De rechtbank is met de raadsman van oordeel dat uit het dossier niet blijkt van een redelijk vermoeden van schuld als bedoeld in artikel 27 van het Wetboek van Strafvordering voordat aan verdachte het stopteken werd gegeven. De rechtbank is echter van oordeel dat de observaties - gelet op de duur, de intensiteit, de plaats en de wijze waarop de observaties zijn verricht - niet kunnen worden aangemerkt als stelselmatig, zodat artikel 2 van de Politiewet 1993 en artikel 141 van het Wetboek van Strafvordering daarvoor een toereikende grondslag bieden. Hieruit volgt dat het Joint Hit Team bevoegd was om verdachte te observeren en dat het verweer van de raadsman op dit onderdeel moet worden verworpen.

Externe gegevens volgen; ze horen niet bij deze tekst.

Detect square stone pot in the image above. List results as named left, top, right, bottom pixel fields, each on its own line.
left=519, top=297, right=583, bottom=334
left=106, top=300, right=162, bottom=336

De rechtbank is verder van oordeel dat het Joint Hit Team op grond van de WVW bevoegd was om het stopteken te geven om te controleren of door verdachten de bij of krachtens de WVW vastgestelde voorschriften werden nageleefd. De rechtmatigheid van die uitoefening van deze controlebevoegdheid kan de enkele omstandigheid dat die bevoegdheid beweerdelijk is aangewend op grond van de veronderstelling dat verdachte betrokken was bij overtreding van de Opiumwet niet afdoen, omdat daaruit niet worden afgeleid dat de controlebevoegdheid uitsluitend is gebruikt voor een ander doel dan waarvoor deze is verleend. Daarbij wijst de rechtbank op een arrest van de Hoge Raad van 21 november 2006 (LJN: AY9670). Hieruit volgt dat ook dit onderdeel van het verweer van de raadsman moet worden verworpen.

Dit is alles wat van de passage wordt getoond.